Arthroscopic Release of Wrist Contracture

Published on 16/03/2015 by admin

Filed under Orthopaedics

Last modified 16/03/2015

Print this page

rate 1 star rate 2 star rate 3 star rate 4 star rate 5 star
Your rating: none, Average: 0 (0 votes)

This article have been viewed 2165 times

CHAPTER 52 Arthroscopic Release of Wrist Contracture

Rationale and Basic Science Pertinent to the Procedure

Wrist contracture is a difficult problem with significant clinical implications. It has a variety of causes with trauma to the distal radius and carpus being the most common. The authors recommend that the wrist contracture be classified as extra-articular, capsular, or intra-articular. Extra-articular causes include heterotopic bone and changes in joint orientation, as might be seen after an extra-articular distal radius fracture; intra-articular causes include intra-articular distal radius or carpal fractures and carpal instability. Extra-articular and intra-articular pathology should be dealt with to address these sources of wrist stiffness.

Causes of capsular stiffness include fractures, surgery, arthritis, and immobilization to the wrist. In cases of capsular stiffness, initial treatment should include physiotherapy directed at stretching and splinting.
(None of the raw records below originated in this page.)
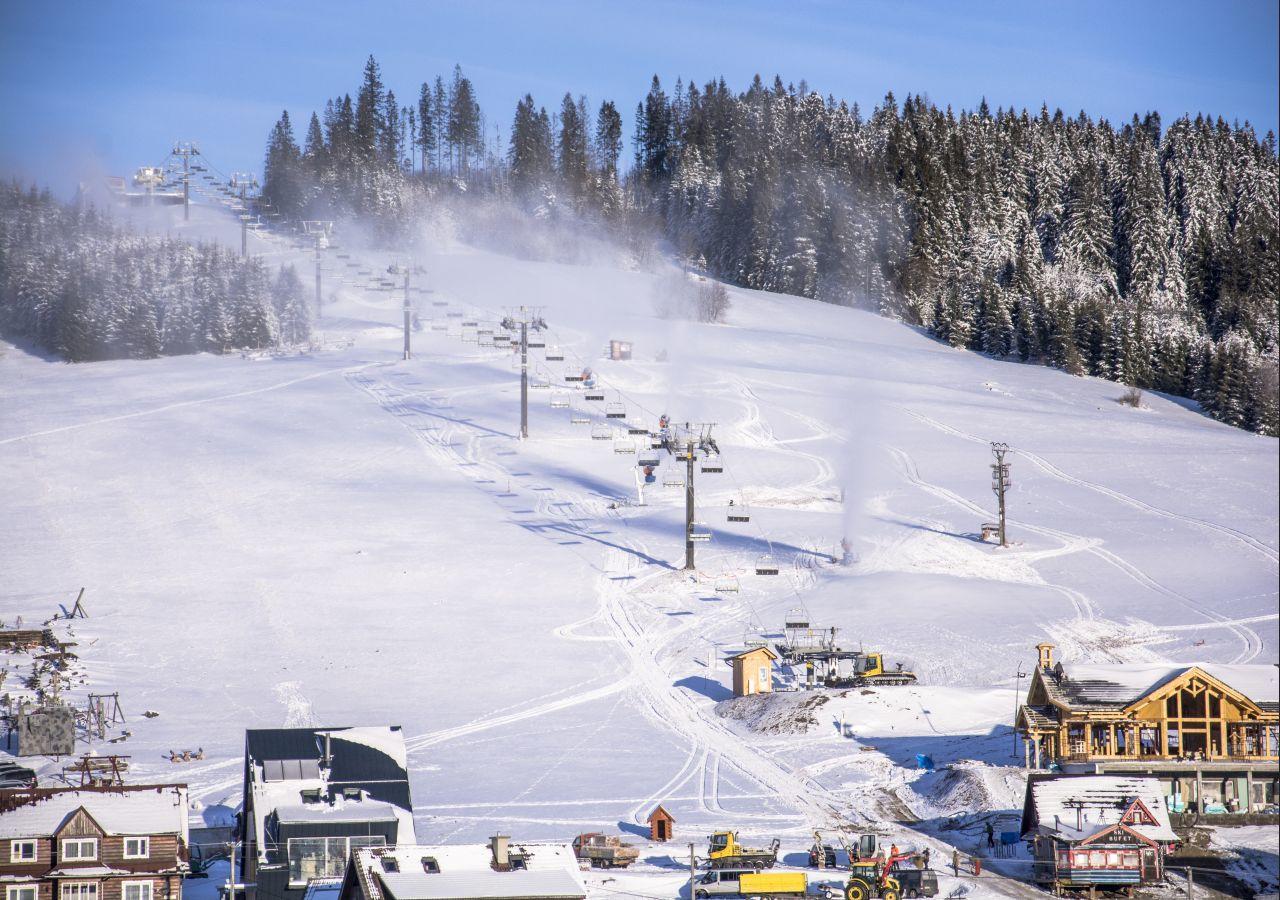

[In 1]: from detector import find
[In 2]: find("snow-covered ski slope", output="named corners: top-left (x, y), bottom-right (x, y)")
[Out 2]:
top-left (0, 207), bottom-right (1277, 870)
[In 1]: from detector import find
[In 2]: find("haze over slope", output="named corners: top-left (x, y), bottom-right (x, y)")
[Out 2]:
top-left (0, 204), bottom-right (1280, 860)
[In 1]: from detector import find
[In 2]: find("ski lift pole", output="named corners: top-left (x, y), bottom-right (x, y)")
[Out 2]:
top-left (520, 317), bottom-right (529, 438)
top-left (404, 266), bottom-right (413, 360)
top-left (685, 438), bottom-right (696, 571)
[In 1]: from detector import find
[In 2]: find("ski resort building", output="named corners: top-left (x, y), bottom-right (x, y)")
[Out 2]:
top-left (337, 835), bottom-right (586, 900)
top-left (0, 785), bottom-right (189, 900)
top-left (728, 647), bottom-right (778, 696)
top-left (1021, 773), bottom-right (1178, 894)
top-left (1016, 644), bottom-right (1280, 814)
top-left (240, 726), bottom-right (415, 900)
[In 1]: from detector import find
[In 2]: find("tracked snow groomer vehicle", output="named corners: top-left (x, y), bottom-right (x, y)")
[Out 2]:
top-left (707, 831), bottom-right (781, 869)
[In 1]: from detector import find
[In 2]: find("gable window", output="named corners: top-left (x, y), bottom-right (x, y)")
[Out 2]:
top-left (61, 837), bottom-right (97, 860)
top-left (60, 881), bottom-right (97, 900)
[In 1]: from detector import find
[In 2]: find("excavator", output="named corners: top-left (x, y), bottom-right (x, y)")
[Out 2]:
top-left (707, 831), bottom-right (780, 869)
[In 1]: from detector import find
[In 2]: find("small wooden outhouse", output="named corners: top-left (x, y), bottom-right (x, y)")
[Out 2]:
top-left (728, 647), bottom-right (778, 696)
top-left (649, 807), bottom-right (676, 844)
In most cases, this regimen yields satisfactory results.

In refractory cases, surgical intervention may be warranted given the effectiveness of the technique when used with other joints.15 Open and arthroscopic techniques have been described for the wrist, although there is a paucity of literature regarding clinical outcomes. Nonetheless, for cases where conservative management is inadequate, there seems to be a role for surgical management. In cases in which the source of the restriction in motion is the capsule, release or resection of the capsule would provide an increased range of motion, much as it does in other cases of arthrofibrosis.

Anatomy

Numerous nerves and blood vessels traverse the wrist joint. Their proximity is important in choosing arthroscopic portals and during release of contractures. The ulnar and median nerves and the radial artery are most at risk during this procedure, and their proximity to the capsule is relevant to the safety of the release (Fig. 52-1).

Median Nerve

The median nerve’s course on the central volar aspect of the wrist within the carpal tunnel places it away from the joint capsule. It is the most superficial structure within the carpal tunnel and sits 13 mm underneath the skin surface.7 It passes an average of 6.9 mm volar to the volar wrist capsule and at closest, 4 mm.8 The median nerve passes radially within the carpal tunnel and is, on average, 18 mm radial to the pisiform and 8 mm ulnar to the scaphoid tubercle. It is protected by the mass of the finger flexors during capsular excision.